The notification flow typically consists of four events:
- Order placed: the customer receives confirmation that the order has been received and an estimated readiness time
- Ready for pickup: sent once store staff have picked the order and moved it to the pickup location
- Picked up: sent when the customer collects the goods, acting as a receipt
- No-show reminder: typically sent 24 hours after the order is ready, with a follow-up at 48 hours
In practice these notifications often originate in different systems. The first comes from ecommerce. The second comes from the POS or WMS. The third comes from the POS, and the reminder from a separate marketing tool. Maintaining a consistent voice and sender identity across the chain takes planning.
Platform fit
The four platforms Nordic Web Team works with handle click and collect in different ways:
- Shopify with Shopify POS has the most ready-made integration out of the box. For a D2C merchant with a small store count, it is fast to get started. As stores grow or as inventory and payment flows get more complex, third-party apps and customisation usually come into the picture.
- Magento with Hyvä has native multi-source inventory and click and collect support through Magento Order Management. It is powerful for merchants with many fulfilment points but requires more configuration up front.
- Norce with a headless frontend on Frntkey gives full API access to per-location stock. The click and collect flow is built as part of the storefront architecture.
- Shopware handles multi-channel and B2B flows well. Click and collect is possible but typically requires development work to wire up to Nordic POS systems.
The platform choice itself is rarely the blocker. It is how the other systems work together that determines timeline and budget.
Common pitfalls
Three problems show up in almost every click and collect project:
Per-store stock visibility. Many merchants only show a single central stock figure on the ecommerce side. Adding click and collect requires breaking that figure down by store location. That in turn requires accurate per-store stock counts. For merchants with weak stock discipline, this becomes apparent the moment click and collect goes live.
Handling no-shows. When a customer does not pick up within the deadline, what happens? Is the item returned to stock automatically? Is the payment refunded? Does the store keep the picked order for another period? This is a policy question that often falls between teams and creates manual work for store staff.
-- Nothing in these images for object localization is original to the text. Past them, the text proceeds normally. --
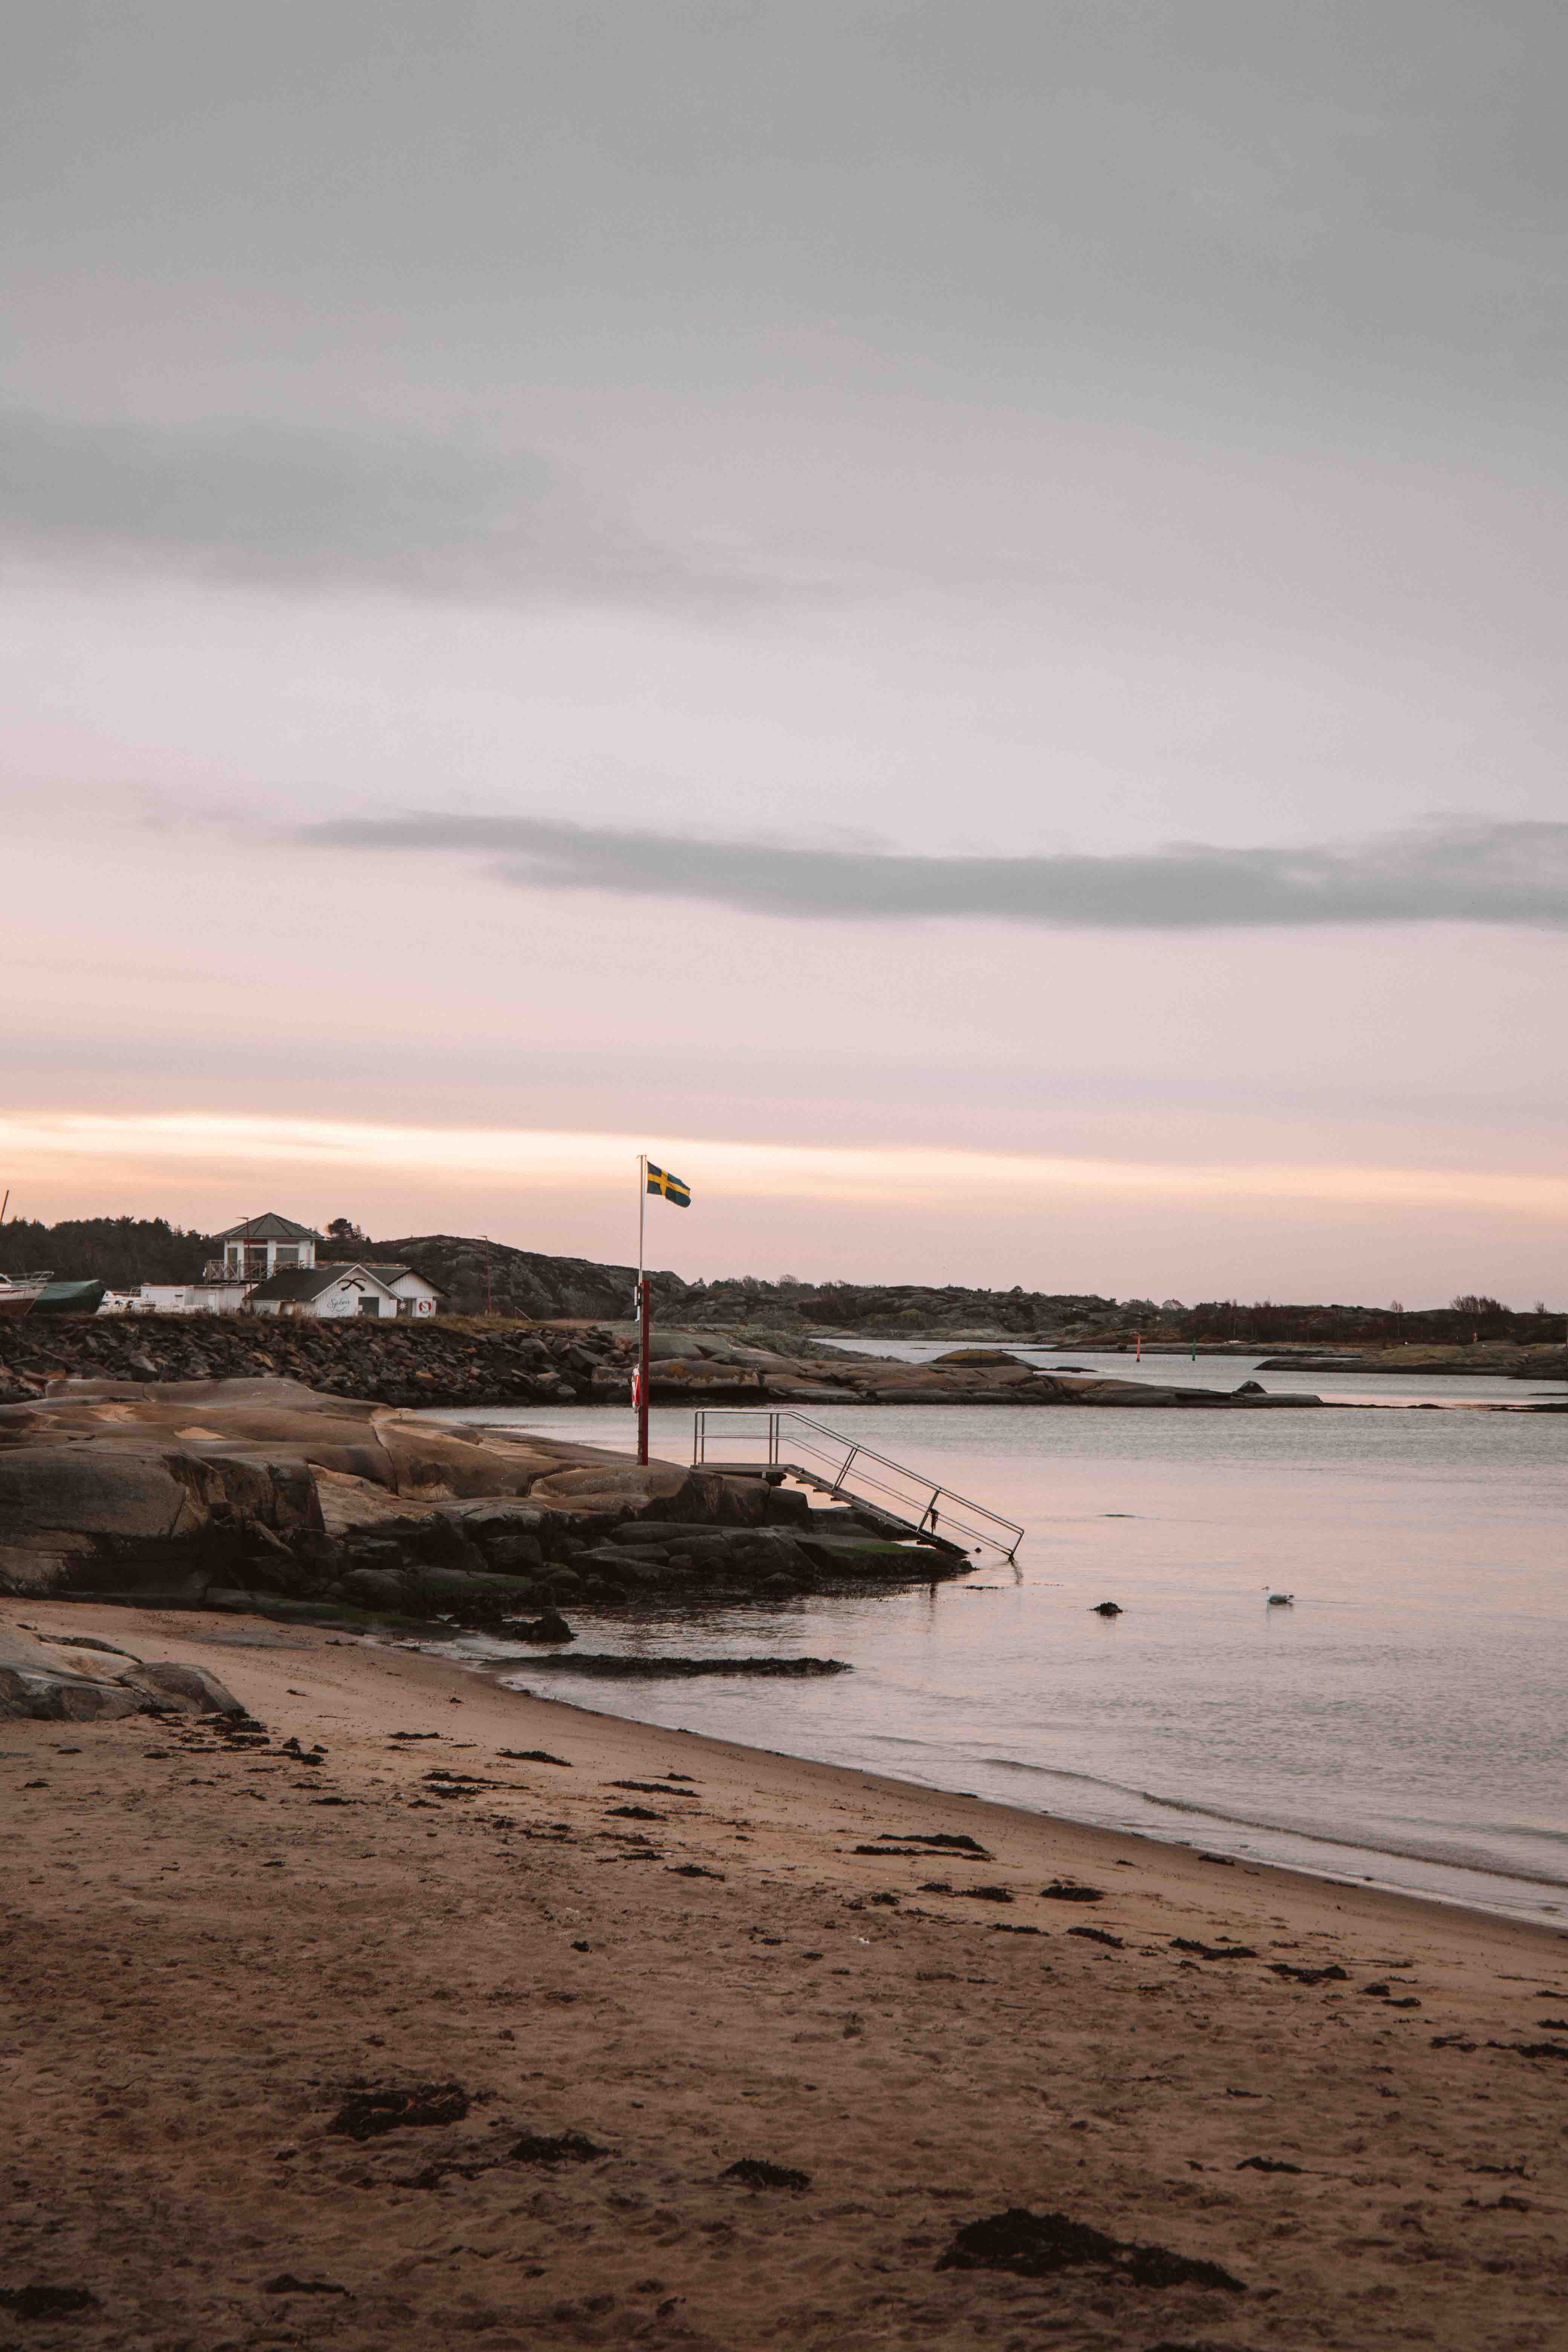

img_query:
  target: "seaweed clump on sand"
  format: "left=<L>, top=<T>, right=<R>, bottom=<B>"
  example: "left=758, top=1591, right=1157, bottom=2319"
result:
left=0, top=2288, right=101, bottom=2321
left=722, top=2157, right=812, bottom=2190
left=513, top=1654, right=851, bottom=1679
left=509, top=2130, right=612, bottom=2165
left=937, top=2207, right=1245, bottom=2294
left=329, top=2082, right=470, bottom=2140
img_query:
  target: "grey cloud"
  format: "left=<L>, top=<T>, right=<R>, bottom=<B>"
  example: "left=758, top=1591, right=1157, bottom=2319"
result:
left=0, top=409, right=786, bottom=609
left=297, top=813, right=1568, bottom=931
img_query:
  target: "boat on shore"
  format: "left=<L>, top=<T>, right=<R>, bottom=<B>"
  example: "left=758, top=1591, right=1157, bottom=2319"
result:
left=0, top=1271, right=53, bottom=1320
left=32, top=1278, right=107, bottom=1317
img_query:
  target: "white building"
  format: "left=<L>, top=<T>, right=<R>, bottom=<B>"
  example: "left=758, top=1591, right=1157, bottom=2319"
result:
left=245, top=1261, right=444, bottom=1320
left=99, top=1277, right=267, bottom=1315
left=96, top=1215, right=443, bottom=1318
left=209, top=1212, right=323, bottom=1283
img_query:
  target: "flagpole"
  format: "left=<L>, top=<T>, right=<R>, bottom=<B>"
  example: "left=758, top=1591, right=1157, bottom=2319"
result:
left=637, top=1155, right=651, bottom=1467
Returns at the pickup point. When a customer picks up and the item is not as expected, does the return happen in store or via ecommerce? If the store takes the return, the POS needs to handle it without necessarily knowing that it started as a click and collect order. That requires the POS to have access to the order history.
When click and collect is worth it and when it is not
Click and collect is worth doing for merchants that already have stores with staff who can pick. It also requires an inventory model that supports per-store stock. Finally, it needs a customer base that actually wants pickup.
For apparel chains it is now close to a hygiene factor. The same applies to sport and outdoor retailers and home and interior brands. Building materials and consumer electronics sit in the same field.
Click and collect rarely pays back for warehouse-only sellers without a store network. It is also questionable for merchants with very low average order values, where the pickup costs more than it saves on shipping. Merchants that already have inventory accuracy problems risk amplifying those problems rather than fixing them.
Timing of the rollout matters too. Adding click and collect during an ongoing platform migration or ERP integration project is usually a bad idea. Better to sequence the work.